Ocean warming force lobster population to shift north

The trend is driving lobstermen in Connecticut and Rhode Island out of business, ending a centuries-old way of life

Fisherman in northern New England have been catching record numbers of lobsters, but south of Cape Cod, the lobster population has plummeted to the lowest levels ever seen, in a northward shift that scientists attribute in large part to the warming of the ocean. Photo: AP

Fisherman in northern New England have been catching record numbers of lobsters, but south of Cape Cod, the lobster population has plummeted to the lowest levels ever seen, in a northward shift that scientists attribute in large part to the warming of the ocean. Photo: AP

Portland, Maine: The US lobster population has crashed to the lowest levels on record in southern New England region while climbing to heights never before seen in the cold waters off Maine and other northern reaches — a geographic shift that scientists attribute in large part to the warming of the ocean.

The trend is driving lobstermen in Connecticut and Rhode Island out of business, ending a centuries-old way of life.

Restaurant diners, supermarket shoppers and summer vacationers aren’t seeing much difference in price or availability, since the overall supply of lobsters is pretty much steady.

But because of the importance of lobsters to New England’s economy, history and identity, the northward shift stands as a particularly sad example of how climate change may be altering the natural range of many animals and plants.

“It’s a shame,” said Jason McNamee, chief of marine resource management for Rhode Island’s Division of Fish and Wildlife. “It’s such a traditional, historical fishery.”

In 2013, the number of adult lobsters in New England south of Cape Cod slid to about 10 million, just one-fifth the total in the late 1990s, according to a report issued this month by regulators.

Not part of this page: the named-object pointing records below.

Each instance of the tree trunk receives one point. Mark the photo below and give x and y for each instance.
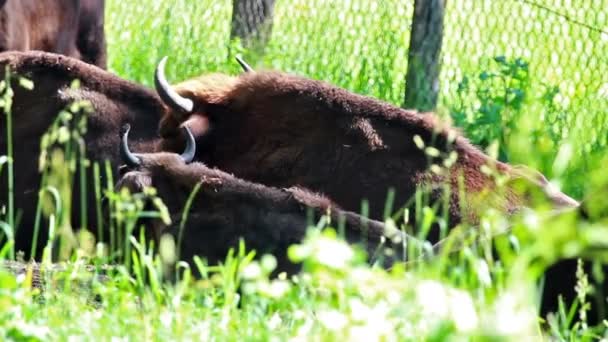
(252, 22)
(422, 79)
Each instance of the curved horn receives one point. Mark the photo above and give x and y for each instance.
(167, 94)
(244, 65)
(190, 151)
(129, 158)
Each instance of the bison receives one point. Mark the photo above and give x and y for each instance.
(283, 130)
(228, 208)
(114, 102)
(73, 28)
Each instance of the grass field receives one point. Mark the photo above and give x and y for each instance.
(512, 73)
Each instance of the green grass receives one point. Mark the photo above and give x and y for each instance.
(362, 45)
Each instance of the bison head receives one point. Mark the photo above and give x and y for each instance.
(191, 97)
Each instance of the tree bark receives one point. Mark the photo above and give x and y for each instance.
(422, 79)
(252, 22)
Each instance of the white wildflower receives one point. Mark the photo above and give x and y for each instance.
(333, 253)
(332, 320)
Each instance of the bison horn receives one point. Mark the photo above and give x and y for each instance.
(190, 151)
(244, 65)
(166, 92)
(129, 158)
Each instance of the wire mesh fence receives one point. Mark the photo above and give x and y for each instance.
(527, 73)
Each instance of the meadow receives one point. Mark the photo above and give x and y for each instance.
(524, 83)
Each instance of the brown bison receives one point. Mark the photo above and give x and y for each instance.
(73, 28)
(283, 130)
(227, 209)
(114, 102)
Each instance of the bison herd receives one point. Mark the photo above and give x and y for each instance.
(269, 150)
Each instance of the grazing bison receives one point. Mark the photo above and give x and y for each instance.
(227, 209)
(114, 102)
(283, 130)
(73, 28)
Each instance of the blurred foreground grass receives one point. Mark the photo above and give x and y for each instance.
(544, 101)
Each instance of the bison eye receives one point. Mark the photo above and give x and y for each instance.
(122, 169)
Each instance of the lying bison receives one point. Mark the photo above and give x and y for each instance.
(227, 209)
(70, 27)
(114, 102)
(284, 130)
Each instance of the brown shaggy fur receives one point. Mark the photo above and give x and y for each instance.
(284, 130)
(227, 209)
(73, 28)
(115, 102)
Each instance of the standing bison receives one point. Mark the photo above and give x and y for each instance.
(114, 103)
(73, 28)
(284, 130)
(227, 208)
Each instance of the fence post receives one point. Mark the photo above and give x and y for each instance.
(252, 22)
(422, 79)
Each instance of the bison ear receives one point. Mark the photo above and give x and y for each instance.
(135, 181)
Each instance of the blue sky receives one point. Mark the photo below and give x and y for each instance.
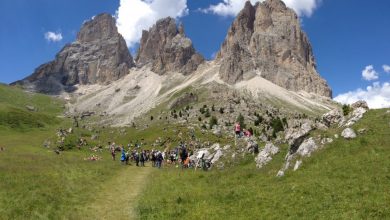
(347, 36)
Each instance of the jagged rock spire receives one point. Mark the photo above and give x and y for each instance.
(166, 48)
(267, 38)
(99, 55)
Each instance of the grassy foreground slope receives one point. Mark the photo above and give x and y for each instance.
(36, 183)
(345, 180)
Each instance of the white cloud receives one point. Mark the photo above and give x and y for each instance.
(53, 37)
(233, 7)
(133, 16)
(376, 96)
(386, 68)
(369, 73)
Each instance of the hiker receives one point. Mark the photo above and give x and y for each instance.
(127, 157)
(142, 158)
(187, 162)
(112, 150)
(247, 133)
(183, 155)
(153, 158)
(136, 158)
(237, 129)
(123, 156)
(159, 159)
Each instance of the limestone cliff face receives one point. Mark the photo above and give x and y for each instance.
(267, 38)
(166, 48)
(99, 55)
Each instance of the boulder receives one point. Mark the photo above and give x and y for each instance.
(326, 140)
(297, 165)
(280, 173)
(31, 108)
(348, 133)
(265, 155)
(357, 114)
(334, 117)
(307, 148)
(252, 147)
(295, 137)
(218, 154)
(360, 104)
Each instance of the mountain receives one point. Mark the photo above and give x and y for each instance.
(266, 64)
(99, 55)
(166, 48)
(266, 39)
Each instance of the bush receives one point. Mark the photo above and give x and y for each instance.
(346, 109)
(213, 121)
(241, 121)
(277, 126)
(258, 120)
(207, 113)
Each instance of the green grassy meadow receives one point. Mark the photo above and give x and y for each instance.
(344, 180)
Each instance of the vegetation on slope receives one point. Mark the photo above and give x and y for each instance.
(347, 179)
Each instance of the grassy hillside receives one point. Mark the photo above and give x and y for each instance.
(347, 180)
(23, 111)
(36, 183)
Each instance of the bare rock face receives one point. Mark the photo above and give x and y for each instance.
(166, 48)
(267, 38)
(99, 55)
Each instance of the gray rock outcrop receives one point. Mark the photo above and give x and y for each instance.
(334, 117)
(360, 104)
(98, 56)
(307, 148)
(265, 155)
(357, 114)
(267, 39)
(166, 48)
(348, 133)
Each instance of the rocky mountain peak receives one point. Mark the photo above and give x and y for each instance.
(267, 39)
(166, 48)
(99, 27)
(99, 55)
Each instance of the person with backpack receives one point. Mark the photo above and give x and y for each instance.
(112, 150)
(159, 159)
(123, 155)
(142, 158)
(237, 129)
(136, 158)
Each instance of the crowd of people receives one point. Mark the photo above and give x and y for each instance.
(178, 156)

The lobster catch in the region sank to about 3.3 million pounds (1.5 million kilograms) in 2013, from a peak of about 22 million (10 million kilograms) in 1997.

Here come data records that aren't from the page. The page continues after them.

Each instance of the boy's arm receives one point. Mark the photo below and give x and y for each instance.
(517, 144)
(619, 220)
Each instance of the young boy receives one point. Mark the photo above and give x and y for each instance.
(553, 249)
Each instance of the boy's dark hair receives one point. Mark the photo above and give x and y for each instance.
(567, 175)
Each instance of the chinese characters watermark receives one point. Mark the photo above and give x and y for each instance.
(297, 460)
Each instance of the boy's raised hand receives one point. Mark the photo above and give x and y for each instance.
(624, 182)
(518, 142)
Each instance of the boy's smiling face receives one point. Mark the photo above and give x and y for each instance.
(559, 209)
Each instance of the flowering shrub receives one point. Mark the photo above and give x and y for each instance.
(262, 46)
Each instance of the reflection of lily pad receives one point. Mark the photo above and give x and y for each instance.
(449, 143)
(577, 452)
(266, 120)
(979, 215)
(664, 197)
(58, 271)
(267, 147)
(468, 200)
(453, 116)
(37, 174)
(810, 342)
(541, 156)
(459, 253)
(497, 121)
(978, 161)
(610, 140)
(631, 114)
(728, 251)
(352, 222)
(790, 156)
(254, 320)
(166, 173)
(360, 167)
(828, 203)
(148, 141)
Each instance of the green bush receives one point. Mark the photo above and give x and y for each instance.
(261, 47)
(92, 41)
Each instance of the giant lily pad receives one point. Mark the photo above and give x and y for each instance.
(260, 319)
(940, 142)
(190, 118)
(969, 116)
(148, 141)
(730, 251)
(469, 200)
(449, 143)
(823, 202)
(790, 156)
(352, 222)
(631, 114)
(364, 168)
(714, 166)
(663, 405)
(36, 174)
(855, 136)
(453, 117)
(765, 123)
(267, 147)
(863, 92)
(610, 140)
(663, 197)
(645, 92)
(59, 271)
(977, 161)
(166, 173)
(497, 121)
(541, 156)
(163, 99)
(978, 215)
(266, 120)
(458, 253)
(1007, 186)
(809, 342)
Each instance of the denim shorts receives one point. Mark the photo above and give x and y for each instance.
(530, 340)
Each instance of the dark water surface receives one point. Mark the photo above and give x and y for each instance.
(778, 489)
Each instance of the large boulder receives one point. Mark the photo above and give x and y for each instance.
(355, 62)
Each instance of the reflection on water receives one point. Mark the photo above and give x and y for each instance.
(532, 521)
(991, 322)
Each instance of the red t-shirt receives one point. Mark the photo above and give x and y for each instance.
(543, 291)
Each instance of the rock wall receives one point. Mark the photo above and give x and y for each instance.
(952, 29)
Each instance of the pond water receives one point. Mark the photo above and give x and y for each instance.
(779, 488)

The declines are “largely in response to adverse environmental conditions, including increasing water temperatures over the last 15 years,” along with continued fishing, the Atlantic States Marine Fisheries Commission said in a summary of the report.

At a power plant in Long Island Sound, for example, there were more than 75 days with a recorded average water temperature above 68 degrees Fahrenheit (20 Celsius) in 2012, 2013 and 2014, the report said. Between 1976 and 2010, that happened only twice.

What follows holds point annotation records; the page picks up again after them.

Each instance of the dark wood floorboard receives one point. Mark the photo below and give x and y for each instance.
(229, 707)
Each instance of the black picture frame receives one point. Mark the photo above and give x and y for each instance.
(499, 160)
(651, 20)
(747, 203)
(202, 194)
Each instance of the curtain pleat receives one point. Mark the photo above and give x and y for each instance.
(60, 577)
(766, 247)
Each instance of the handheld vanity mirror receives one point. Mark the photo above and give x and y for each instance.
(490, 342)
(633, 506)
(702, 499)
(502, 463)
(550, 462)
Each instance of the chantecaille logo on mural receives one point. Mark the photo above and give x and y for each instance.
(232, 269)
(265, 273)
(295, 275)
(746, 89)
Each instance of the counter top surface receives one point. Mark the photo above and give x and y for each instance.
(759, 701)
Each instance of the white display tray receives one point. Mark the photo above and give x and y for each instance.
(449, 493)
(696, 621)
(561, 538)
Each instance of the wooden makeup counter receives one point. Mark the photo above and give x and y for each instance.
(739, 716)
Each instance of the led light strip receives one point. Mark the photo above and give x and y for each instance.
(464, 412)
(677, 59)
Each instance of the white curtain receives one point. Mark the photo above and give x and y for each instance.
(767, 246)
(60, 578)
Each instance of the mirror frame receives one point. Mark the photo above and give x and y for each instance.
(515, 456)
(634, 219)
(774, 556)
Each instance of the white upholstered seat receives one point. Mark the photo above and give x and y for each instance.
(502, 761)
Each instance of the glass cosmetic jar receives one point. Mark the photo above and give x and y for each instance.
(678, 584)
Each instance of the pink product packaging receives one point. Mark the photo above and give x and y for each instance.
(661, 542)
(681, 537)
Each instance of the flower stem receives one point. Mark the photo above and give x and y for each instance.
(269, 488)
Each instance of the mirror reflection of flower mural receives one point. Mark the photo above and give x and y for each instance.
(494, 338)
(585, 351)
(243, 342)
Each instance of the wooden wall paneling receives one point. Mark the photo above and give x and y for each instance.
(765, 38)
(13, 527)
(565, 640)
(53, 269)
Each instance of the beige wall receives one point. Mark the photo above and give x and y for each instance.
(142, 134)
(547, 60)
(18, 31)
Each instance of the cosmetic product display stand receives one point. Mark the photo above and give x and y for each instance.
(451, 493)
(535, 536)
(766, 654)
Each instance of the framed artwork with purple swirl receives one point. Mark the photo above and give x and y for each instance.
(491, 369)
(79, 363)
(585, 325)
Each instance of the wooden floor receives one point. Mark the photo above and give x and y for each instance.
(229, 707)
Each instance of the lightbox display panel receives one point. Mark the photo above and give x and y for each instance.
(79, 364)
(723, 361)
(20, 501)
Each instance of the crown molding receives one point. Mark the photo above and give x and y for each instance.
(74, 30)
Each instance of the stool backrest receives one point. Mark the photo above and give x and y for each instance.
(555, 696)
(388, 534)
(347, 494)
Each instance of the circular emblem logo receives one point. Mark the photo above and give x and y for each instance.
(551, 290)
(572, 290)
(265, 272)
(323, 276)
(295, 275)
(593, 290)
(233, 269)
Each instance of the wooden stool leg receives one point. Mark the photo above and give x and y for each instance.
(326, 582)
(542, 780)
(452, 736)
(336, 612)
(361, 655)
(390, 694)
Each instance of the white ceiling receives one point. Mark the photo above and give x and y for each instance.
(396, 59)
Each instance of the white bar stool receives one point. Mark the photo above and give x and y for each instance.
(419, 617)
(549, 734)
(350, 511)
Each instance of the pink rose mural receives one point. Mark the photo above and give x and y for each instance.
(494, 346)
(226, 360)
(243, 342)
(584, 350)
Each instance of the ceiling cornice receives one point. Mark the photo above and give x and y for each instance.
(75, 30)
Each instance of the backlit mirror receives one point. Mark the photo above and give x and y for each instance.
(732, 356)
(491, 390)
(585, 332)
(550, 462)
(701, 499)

In northern New England, meanwhile, lobsters are booming.

The population in the Gulf of Maine — a body of water that touches Canada, Maine, New Hampshire and the northern shore of Massachusetts — and in the Georges Bank fishing grounds farther out to sea has reached record highs, more than doubling to about 250 million adult lobsters since the mid-1990s, the report said.

Maine fishermen have landed more than 100 million pounds of lobster for four years in a row, by far the highest four-year haul in the state’s history.

“It very much looks like what you would expect from a species that is responding to a warming ocean: It’s going to move toward the poles,” said Andy Pershing, chief scientific officer for the Gulf of Maine Research Institute of Portland, Maine.